Tammuz

por | 20 junio 2015

Dios de la vegetación, de la fertilidad y la renovación de la vida. Conocido como Dumuzi en sumeria, es una figura central en la cultura babilónica, asiria, sumeria y acadia.. Relacionado con los ciclos de la naturaleza, la agricultura y la resurrección. Simboliza a un pastor divino, a la fertilidad, la agricultura, la primavera y a la vida-muerte-renacimiento.  Tammuz era hijo de Enki y de la diosa oveja Dutur. Esposo de Inana.

Su mito está relacionado con el lado agrícola, simbolizando el renacer de la vegetación cada primavera.
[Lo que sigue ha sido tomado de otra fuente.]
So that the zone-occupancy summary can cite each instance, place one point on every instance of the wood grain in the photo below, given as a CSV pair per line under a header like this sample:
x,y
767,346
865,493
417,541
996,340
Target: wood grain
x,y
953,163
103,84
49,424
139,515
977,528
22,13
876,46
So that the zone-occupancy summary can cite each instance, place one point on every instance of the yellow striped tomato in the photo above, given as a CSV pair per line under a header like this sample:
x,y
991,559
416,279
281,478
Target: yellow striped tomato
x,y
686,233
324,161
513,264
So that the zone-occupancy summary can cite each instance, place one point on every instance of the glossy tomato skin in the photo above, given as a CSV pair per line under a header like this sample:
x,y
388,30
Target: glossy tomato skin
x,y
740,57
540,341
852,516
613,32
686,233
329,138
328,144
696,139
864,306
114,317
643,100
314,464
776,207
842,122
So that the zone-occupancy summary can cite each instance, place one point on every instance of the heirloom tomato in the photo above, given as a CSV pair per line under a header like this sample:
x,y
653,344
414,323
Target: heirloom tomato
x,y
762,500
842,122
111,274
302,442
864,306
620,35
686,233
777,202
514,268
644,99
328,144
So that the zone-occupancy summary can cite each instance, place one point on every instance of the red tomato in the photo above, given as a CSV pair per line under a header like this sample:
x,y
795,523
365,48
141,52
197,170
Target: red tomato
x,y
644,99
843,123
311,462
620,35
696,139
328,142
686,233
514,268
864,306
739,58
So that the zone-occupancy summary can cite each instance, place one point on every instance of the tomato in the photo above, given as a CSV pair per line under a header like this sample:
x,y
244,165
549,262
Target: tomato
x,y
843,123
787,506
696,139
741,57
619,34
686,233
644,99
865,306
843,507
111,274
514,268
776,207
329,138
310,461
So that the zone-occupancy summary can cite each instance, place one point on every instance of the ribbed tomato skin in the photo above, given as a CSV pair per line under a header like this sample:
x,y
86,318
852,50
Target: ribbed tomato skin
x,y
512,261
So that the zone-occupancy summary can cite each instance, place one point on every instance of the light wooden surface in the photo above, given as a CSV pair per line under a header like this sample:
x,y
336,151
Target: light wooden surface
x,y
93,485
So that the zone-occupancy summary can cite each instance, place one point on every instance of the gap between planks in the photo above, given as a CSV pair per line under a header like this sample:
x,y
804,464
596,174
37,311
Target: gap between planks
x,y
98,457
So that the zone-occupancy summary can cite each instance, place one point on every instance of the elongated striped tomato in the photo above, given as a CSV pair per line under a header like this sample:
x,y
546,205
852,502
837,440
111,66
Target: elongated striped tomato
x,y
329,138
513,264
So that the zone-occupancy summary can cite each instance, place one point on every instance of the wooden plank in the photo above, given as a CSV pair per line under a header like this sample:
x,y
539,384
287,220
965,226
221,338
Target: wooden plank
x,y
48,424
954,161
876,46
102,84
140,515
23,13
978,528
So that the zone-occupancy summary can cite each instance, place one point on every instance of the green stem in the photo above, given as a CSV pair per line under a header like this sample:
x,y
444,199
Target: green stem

Es una historia de  amor, muerte y renacimiento.

Cuenta la leyenda, que Inana, la esposa de Tammuz y diosa de amor y la fertilidad, gobernaba con  sabiduría desde Uruk y todos le rendían homenaje. Sin embargo un día una sombra cruzó su corazón, su  hermana Ereshkigal, desde el inframundo, donde reinaba, lloraba la pérdida de su esposo. Inana, decidió emprender un viaje al reino de Kur (el reino sin retorno), para ayudar a su hermana y compartir estos momentos de dolor. No obstante, pensando en los peligros que este viaje conllevaba, instruyó a su siervo, Ninshubur, que si ni volvía, que suplicara a los dioses por ella.

Ataviada con sus joyas, su corona y su báculo, se dirigió al inframundo y llegando a sus puertas llamó, dándose a conocer. Pero en el inframundo nadie entra si no paga un precio y Ereshkigal, temerosa y enfurecida por el poder de su hermana, le hizo cruzar siete puertas, en cada de las cuales se iban despojando de sus prendas: su cinturón, su corona, etc..,. llegando a la presencia de su hermana completamente desnuda y sin ningún tipo de poder. Ereshkigal, la miró y su sola mirada bastó para matarla, colgaron su cuerpo de un gancho. A partir de este momento, el mundo tembló, las cosechas se secaron, el amor desapareció, la vida sin Inana, de desmoronaba.

Su siervo al ver que no regresaba, fiel a su promesa, accedió a los dioses, explicándoles lo que pasaba y pidió ayuda para su  señora. Enki, el dios de la sabiduría, fue quien acudió en su ayuda; creó, de sus uñas, a unos seres sin género, pequeñitos, silencios y sutiles y les dio a beber el agua de la vida. Ésos bajaron al inframundo y lloraron con Ereshkigal, sin pedir nada. Conmovida ésta, por esta seres que no pedían nada y le hacían compañía, les concedió un deseo, ellos pidieron el cuerpo de Inana.

Aunque Inana, volvió a la vida, tenia que dejar al alguien en su lugar, lo demonios la acompañaron a la superficie, listos para llevarse con ellos a un sustituto.Pero Inana, no podía permitir que se llevaran a cualquiera; su siervo había cumplido sus órdenes, su familia había llorado por ella, entonces dirigió su atención a su marido, Tammuz, que sentado en su  trono, vestido con ropas lujosas, celebraba la vida, sin haber derramado una sola lágrima por ella. Llena de furia, lo entregó a los demonios que lo arrastraron al inframundo.

Pero el amor nunca muere, finalmente la hermana de Tammuz, Geshtiina, le ofreció un pacto a Ereshkigal: que Tammuz, pasara medio año en la tierra y otro medio año en el infierno, cuando Tammuz estuviera en la tierra, ella ocuparía su lugar en el inframundo.

Accedió Ereshkigal y cuando Tammuz está en la  tierra todo florece, cuando se encuentra en el inframundo, todo se marchita y muere.

Tammuz no es solo un dios, sino el alma de la vida misma que muere y renace con las estaciones.